To determine the minimum number of migration streams into Micronesia needed to explain the data, we computed a statistic f4(X, New Guinea Highlanders; Kankanaey Igorot, Australian) proportional to FRO ancestry and correlated it to statistics sensitive to different types of East Asian and Papuan-associated ancestry (9). We identified at least five distinct migratory streams, as follows.
(M1 to M3) Three streams of FRO migration into Micronesia including a previously unknown lineage. We plotted a statistic measuring affinity to the two previously identified (7, 28) lineages FROSouthwestPacific and FROMarianas, specifically, f4(X, New Guinea Highlanders; Lapita, Unai) against our statistic measuring overall FRO ancestry proportion. All populations from the southwest Pacific and Polynesia fall on a line with a positive slope, implying closer affinity to Lapita than to Unai consistent with the Lapita-associated lineage being the source of their East Asian–associated ancestry (all residuals |Z| < 2 after regression; Fig. 3B and fig. S9B). Individuals from Central Micronesia (Pohnpei and Chuuk, and some other present-day Micronesians) also closely track the line (all residuals |Z| < 2), suggesting FRO ancestry from the Lapita expansion. By contrast, present-day individuals from Palau and the Mariana Islands yield negative f4-statistics (all residuals |Z| > 4), implying FRO sources less closely related to the Lapita individuals (tables S12 and S13). We confirmed with f4-symmetry statistics that all the prehistoric Remote Oceanian groups with nearly entirely East Asian–associated ancestry (Lapita, Unai, and Latte) descended from a common ancestral FRO population (table S22), which split earlier from the ancestors of indigenous and Iron Age Taiwanese and even earlier from those of Kankanaey Igorot.

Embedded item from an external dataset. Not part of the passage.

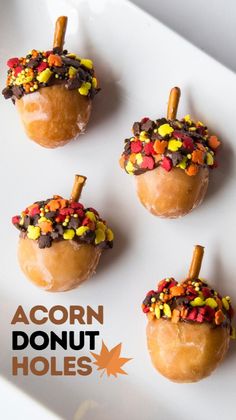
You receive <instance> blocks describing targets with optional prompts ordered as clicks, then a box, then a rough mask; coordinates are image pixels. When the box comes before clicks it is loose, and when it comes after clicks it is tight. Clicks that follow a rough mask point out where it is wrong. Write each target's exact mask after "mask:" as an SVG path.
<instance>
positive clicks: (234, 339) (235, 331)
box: [230, 327, 236, 340]
mask: <svg viewBox="0 0 236 420" xmlns="http://www.w3.org/2000/svg"><path fill="white" fill-rule="evenodd" d="M230 338H232V340H236V328H235V327H233V328H232V333H231V336H230Z"/></svg>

A surprise is that despite the fact that the Latte and Unai individuals share more alleles with each other than either group does with Lapita, there is not a simple tree relating these three groups, with the statistic f4(Latte, Unai; Lapita, diverse East Asians) yielding many significant negative Z values (maximum |Z| > 4; table S26). This suggests that the Latte individuals harbor admixture from a basal FRO lineage, which split from the lineages ancestral to Unai and Lapita before they separated from each other, a scenario that fits the data in explicit admixture graph modeling (Fig. 4C and figs. S12 to S15). We call this third lineage FROPalau because the proportion of this lineage is maximized in modern Palauans (where we estimate that it contributes 62% ancestry versus 15% in Latte individuals) (fig. S13A).
Fig. 3. Different Papuan and East Asian affinities.

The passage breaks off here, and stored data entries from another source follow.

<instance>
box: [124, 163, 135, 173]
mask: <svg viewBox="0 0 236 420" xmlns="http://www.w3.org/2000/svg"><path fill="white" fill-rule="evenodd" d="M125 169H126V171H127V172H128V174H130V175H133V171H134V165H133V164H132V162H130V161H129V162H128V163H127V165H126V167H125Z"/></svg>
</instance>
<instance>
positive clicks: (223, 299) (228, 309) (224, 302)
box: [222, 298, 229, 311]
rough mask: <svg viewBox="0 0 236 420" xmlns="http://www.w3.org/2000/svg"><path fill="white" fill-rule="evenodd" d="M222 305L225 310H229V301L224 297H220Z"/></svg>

(A and B) Test for differential (A) Papuan and (B) FRO affinities using a merge of the 1240K and MEGA data (~169,000 SNPs). Equation 1 (Eq. 1) is computed with all groups from Vanuatu and Polynesians, Eq. 2 with all Micronesian and New Guinea–related groups except those from Guam and Saipan, and Eq. 3 with all present-day groups except Micronesians. We show one standard error in each direction on the y axis. We merged Lapita individuals from Vanuatu and Tonga. See fig. S9 for the same analysis performed on individuals for whom we have ~397,000 SNPs genotyped on a merge of 1240K and Human Origins data.